If you get closer to the right answer on init, say just 3000 standard deviations away instead of 6000 standard deviations, then everything converges very reliably, as in:

> mle <- optimizing(mod, list(X=c(0.3, 0.5), sigma=1e-4), init=list(mu = 0.1))

> mle$par
 mu 
0.4 

and same for

> mle <- optimizing(mod, list(X=c(0.3, 0.5), sigma=1e-4), init=list(mu = 0.7))
bob-carpenter commented 6 years ago

This works if you turn off all the tolerances other than the values themselves.

> mle <- optimizing(mod, list(X=c(0.3, 0.5), sigma=1e-4), tol_grad=-1, tol_rel_grad=-1, tol_obj=-1, tol_rel_obj=-1)
Initial log joint probability = -4.75677e+06
Exception: normal_lpdf: Location parameter is inf, but must be finite!  (in 'model6ae246d29e15_avg' at line 9)

Exception: normal_lpdf: Location parameter is inf, but must be finite!  (in 'model6ae246d29e15_avg' at line 9)

Exception: normal_lpdf: Location parameter is inf, but must be finite!  (in 'model6ae246d29e15_avg' at line 9)

Exception: normal_lpdf: Location parameter is inf, but must be finite!  (in 'model6ae246d29e15_avg' at line 9)

Error evaluating model log probability: Non-finite gradient.

Optimization terminated normally: 
  Convergence detected: absolute parameter change was below tolerance

> mle$par
 mu 
0.4 

You can see it struggling with arithmetic along the way.

Setting these tolerances to 0 rather than -1, the algorithm detects convergence because you're so far out in the tails that the gradients must all be close to zero.
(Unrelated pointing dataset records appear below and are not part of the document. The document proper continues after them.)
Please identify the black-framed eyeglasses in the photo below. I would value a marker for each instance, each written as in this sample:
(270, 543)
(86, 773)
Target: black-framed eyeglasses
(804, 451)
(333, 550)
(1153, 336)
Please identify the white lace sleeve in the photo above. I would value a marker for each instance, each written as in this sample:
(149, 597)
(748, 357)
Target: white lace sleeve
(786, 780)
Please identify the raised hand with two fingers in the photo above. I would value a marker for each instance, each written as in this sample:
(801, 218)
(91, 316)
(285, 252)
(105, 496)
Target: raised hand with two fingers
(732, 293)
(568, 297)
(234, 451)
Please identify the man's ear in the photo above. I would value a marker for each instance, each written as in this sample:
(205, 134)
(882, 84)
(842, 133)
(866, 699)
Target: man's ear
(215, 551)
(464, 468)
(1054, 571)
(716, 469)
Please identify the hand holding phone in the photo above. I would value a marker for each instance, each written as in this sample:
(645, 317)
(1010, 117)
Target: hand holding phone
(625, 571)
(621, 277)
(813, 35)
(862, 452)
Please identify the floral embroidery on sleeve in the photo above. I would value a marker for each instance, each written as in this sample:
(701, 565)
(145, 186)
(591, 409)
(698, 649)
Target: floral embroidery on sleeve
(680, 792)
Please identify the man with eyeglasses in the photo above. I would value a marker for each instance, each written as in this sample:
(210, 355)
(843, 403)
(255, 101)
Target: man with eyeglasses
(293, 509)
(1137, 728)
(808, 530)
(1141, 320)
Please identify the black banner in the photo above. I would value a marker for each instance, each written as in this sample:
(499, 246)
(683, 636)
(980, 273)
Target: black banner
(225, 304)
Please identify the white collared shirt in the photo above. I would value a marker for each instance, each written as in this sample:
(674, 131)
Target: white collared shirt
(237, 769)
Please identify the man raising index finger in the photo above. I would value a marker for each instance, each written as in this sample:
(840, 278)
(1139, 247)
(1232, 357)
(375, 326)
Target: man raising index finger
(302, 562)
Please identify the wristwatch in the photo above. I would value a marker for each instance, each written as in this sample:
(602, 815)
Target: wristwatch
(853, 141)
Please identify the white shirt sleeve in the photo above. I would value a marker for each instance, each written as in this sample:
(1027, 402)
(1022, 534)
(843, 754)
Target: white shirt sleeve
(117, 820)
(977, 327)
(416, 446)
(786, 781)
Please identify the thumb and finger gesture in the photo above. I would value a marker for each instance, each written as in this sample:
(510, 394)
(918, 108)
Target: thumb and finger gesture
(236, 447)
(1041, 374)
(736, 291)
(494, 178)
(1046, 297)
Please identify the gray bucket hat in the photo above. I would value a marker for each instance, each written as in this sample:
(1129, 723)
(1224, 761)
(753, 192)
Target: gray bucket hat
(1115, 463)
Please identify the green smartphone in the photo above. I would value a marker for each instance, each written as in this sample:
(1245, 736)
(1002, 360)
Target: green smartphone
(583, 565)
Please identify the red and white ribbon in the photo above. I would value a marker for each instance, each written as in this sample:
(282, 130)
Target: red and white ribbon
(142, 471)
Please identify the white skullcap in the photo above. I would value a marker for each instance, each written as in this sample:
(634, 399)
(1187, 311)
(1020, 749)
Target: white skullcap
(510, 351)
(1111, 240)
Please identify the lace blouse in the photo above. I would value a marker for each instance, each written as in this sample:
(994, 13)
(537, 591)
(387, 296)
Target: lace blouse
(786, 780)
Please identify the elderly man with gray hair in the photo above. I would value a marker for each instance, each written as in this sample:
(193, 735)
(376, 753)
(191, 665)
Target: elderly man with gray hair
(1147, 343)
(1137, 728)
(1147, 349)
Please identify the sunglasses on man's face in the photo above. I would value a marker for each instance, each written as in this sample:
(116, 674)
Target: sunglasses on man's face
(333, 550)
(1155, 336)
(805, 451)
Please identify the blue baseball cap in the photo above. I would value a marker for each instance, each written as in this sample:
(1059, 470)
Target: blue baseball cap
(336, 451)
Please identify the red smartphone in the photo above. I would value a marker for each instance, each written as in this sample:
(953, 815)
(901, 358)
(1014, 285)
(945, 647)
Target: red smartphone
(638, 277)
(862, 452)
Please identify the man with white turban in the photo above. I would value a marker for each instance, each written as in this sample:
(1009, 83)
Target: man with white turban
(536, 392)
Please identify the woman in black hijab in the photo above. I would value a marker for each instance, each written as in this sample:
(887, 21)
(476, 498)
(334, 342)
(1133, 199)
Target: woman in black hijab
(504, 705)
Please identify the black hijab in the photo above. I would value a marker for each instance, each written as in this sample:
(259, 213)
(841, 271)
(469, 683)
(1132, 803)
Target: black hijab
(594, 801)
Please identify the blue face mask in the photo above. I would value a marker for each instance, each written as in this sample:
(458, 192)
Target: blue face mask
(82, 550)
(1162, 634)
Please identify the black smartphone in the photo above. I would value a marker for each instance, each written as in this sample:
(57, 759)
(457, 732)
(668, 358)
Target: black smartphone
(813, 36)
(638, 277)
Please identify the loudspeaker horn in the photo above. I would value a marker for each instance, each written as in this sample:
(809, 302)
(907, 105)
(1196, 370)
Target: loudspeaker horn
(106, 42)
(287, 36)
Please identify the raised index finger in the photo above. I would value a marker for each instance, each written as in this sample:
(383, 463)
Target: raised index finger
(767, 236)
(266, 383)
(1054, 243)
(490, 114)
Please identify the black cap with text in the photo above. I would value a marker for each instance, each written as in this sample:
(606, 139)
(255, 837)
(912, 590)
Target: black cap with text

I'm not quite sure why the releative change in objective isn't OK.

UnkindPartition commented 6 years ago

Unfortunately, I can't seem to reproduce your results.

If I don't supply init as in your comment https://github.com/stan-dev/stan/issues/2511#issuecomment-378731571, then regardless of the tolerances it arrives at the right answer about half of the time, see https://ro-che.info/files/2018-04-03-stan-optimization-issue/2018-04-10-avg.html.

If I do supply init=0, as in my original comment, then it never gets it right despite the turned off tolerances.